Sam llenó un vaso con el tinto de la casa y lo puso encima de la bandeja mientras observaba de reojo la mesa del vampiro. Cuando me devolvió la mirada, tuve claro que él también sabía que nuestro nuevo cliente era un no-muerto. Los ojos de Sam también son azules, pero de un azul a lo Paul Newman, mientras que los míos son de un azul grisáceo, neblinoso. Sam también es rubio, pero con el pelo áspero, y de hecho no es del todo rubio, sino de una especie de dorado al rojo vivo. Siempre está algo quemado por el sol y, aunque parece enjuto con esas ropas, lo he visto descargar camiones con el pecho descubierto y tiene fuerza de sobra en el torso. Nunca escucho sus pensamientos; es mi jefe, y en el pasado ya he tenido que dejar más de un trabajo por descubrir cosas de mis jefes que hubiera preferido no conocer.
Pero Sam no hizo ningún comentario, se limitó a entregarme el vino. Miré el vaso para asegurarme de que estuviera bien limpio y regresé a la mesa del vampiro.
– Su vino, señor -dije ceremoniosamente, antes de colocarlo con cuidado sobre la mesa, justo delante de él. Me volvió a mirar y yo contemplé todo lo que pude sus adorables ojos-. Que le aproveche -añadí con satisfacción. Detrás, Mack Rattray gritó.
– ¡Eh, Sookie, aquí necesitamos otra jarra de cerveza!
Suspiré y me volví para coger la jarra vacía de la mesa de los Ratas.
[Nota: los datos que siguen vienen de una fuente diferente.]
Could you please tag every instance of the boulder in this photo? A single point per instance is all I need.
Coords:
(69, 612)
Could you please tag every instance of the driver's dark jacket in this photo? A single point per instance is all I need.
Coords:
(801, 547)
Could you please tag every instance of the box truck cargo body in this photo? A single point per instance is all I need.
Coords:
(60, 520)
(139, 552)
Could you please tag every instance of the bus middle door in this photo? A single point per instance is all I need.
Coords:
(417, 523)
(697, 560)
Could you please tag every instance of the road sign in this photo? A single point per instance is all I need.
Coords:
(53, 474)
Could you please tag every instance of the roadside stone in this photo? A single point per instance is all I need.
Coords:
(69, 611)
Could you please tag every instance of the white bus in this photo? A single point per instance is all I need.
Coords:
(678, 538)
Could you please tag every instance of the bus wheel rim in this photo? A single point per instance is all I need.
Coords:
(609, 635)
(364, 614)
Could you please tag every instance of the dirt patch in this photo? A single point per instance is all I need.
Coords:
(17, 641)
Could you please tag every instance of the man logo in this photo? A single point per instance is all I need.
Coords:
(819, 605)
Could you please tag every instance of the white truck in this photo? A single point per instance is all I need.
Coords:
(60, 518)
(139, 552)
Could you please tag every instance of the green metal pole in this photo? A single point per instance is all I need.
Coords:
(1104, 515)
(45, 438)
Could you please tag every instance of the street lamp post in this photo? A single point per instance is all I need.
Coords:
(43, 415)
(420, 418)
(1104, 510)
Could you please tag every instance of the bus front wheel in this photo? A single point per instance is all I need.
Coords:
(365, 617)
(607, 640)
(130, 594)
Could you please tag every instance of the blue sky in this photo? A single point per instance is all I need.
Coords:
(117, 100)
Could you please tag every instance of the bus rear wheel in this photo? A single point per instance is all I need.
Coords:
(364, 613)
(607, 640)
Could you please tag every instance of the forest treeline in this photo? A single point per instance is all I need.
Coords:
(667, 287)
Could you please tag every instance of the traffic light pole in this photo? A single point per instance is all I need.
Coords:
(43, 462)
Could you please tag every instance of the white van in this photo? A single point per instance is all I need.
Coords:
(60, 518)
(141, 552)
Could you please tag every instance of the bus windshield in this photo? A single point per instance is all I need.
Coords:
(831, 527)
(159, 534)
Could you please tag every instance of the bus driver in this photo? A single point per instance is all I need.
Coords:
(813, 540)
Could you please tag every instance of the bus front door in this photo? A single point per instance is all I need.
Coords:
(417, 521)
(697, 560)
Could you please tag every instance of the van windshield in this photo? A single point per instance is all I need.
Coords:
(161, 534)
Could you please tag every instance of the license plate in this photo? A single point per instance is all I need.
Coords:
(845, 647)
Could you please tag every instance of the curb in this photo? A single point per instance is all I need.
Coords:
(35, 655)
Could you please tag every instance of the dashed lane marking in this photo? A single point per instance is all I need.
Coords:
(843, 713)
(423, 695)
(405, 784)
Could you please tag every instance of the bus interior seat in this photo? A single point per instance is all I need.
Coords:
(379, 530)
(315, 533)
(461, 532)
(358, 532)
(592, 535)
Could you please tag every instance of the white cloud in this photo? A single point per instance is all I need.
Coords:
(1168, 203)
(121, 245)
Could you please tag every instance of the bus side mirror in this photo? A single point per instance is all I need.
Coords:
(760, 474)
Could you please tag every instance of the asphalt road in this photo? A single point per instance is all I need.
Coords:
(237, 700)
Me fijé en que Denise estaba en buena forma esa noche: vestía un top sin mangas y unos pantalones muy cortos, y su mata de pelo castaño formaba una maraña a la moda. Denise no era realmente guapa, pero sí tan ostentosa y segura de sí misma que uno tardaba un tiempo en darse cuenta de lo escaso de su belleza.
Un ratito después, observé para mi decepción que los Rattray se habían trasladado a la mesa del vampiro y estaban charlando con él. Pude comprobar que él no respondía demasiado a menudo, pero tampoco se marchaba.
– ¡Mira eso! -comenté disgustada a Arlene, mi compañera camarera. Arlene es pelirroja, pecosa y diez años mayor que yo. Ha estado casada cuatro veces, tiene dos hijos y, de vez en cuando, creo que me considera el tercero.